I think this is too weak. This is the level where players start to expect magical weapons, and it becomes almost useless as soon as you obtain one such weapon. Unless the player intends to fight bearhanded like a monk, but that's a weird incentive for a spellcasting subclass.

Also, don't shorthand the description of a feature just because the effect is common and well understood, write it out in full: "... count as magical for the purpose of overcoming resistance and immunity to nonmagical attacks and damage."

Cantrip Surge

Possibly the only exciting feature of this sublass.

Greater Rage Magic

The reduced exhaustion doesn't solve the issues I brought with Rage Magic, whereas the true sight while raging is cool.


Final thoughts

I think the Rage Mage is kind of disappointing and boring. When you look at successful gish classes they all have something that synergises magic with their core kit:

  • The Eldritch Knight can mix and match attacks and spells more freely than anyone else.
  • The Arcane Trickster can do their thievery at range, casts more dangerous spells while hidden.
  • The paladin's spell selection is packed with bonus actions and vocal components, plus the most efficient way to turn spellslots into melee damage.
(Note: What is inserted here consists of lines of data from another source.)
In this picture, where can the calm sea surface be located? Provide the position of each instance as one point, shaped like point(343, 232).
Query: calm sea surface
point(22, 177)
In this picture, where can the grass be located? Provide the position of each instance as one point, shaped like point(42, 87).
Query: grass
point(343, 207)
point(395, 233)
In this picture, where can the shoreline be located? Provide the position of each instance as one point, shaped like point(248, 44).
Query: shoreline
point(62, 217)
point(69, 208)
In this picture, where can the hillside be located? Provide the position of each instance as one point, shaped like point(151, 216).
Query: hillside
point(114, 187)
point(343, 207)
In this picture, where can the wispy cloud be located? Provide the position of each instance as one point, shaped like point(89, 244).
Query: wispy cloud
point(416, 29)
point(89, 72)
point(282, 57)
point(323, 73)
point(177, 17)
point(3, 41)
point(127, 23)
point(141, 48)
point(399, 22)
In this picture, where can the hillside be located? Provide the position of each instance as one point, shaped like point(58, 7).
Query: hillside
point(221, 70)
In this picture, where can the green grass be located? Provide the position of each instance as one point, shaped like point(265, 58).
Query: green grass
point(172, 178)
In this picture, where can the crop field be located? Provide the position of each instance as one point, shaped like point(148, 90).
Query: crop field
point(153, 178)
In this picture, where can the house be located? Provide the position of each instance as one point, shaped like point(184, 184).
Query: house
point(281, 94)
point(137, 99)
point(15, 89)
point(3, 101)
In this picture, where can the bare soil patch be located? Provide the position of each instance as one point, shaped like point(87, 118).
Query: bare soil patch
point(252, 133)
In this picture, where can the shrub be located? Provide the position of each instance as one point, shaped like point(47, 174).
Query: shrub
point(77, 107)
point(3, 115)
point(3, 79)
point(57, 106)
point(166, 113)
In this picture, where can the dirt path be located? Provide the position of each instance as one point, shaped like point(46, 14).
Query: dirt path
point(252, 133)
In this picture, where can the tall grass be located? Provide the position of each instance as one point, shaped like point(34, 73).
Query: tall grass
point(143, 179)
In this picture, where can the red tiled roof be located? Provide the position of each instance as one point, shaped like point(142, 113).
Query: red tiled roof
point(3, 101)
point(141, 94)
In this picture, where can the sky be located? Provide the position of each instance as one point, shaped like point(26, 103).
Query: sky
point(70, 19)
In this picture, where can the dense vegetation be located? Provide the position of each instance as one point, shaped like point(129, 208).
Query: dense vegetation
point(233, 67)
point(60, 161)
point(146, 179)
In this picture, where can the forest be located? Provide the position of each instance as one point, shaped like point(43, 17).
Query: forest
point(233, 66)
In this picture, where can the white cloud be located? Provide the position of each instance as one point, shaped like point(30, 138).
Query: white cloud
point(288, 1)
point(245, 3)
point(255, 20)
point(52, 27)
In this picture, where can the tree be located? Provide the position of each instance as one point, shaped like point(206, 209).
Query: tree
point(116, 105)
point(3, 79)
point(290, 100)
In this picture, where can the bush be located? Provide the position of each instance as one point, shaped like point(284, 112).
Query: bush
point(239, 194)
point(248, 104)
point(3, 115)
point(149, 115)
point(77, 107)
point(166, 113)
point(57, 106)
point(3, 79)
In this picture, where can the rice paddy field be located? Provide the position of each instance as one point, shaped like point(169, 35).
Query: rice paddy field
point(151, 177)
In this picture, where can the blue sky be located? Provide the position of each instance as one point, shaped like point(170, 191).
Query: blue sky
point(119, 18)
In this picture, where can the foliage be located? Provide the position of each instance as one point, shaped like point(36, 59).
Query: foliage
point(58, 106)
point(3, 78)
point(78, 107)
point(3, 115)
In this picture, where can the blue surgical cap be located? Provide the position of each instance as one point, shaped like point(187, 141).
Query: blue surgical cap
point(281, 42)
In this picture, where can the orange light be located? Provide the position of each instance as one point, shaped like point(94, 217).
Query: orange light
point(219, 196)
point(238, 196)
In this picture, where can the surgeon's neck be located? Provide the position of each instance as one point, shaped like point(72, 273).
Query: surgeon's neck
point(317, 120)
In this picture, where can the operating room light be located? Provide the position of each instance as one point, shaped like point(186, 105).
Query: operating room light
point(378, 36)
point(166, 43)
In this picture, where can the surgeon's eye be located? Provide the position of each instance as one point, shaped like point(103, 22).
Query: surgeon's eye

The only thing the Rage Mage gets in this department is Cantrip Surge, but it's not enough by iteself. The Rage Mage desperately needs at least one other feature that synergises spellcasting with the Barbarian's core kit. At the very least, casting a spell ought to extend the duration of Rage like attacking or taking damage do.

There's a diffence between casting magic with obnoxious limitations vs casting magic that synergises: the former is annoying no matter how strong it is, the latter is fun no matter how weak it is. The Rage Mage falls mostly in the former category.

I think you would be more successful if you designed the Rage Mage with the following approach: find features that synergise spellcasting with the Barbarian's core kit, and then figure out how much spellcasting you can fit in, even if it turns out to be only 1/6 Spellcasting, or 1/2 Pact Magic, or just cantrips.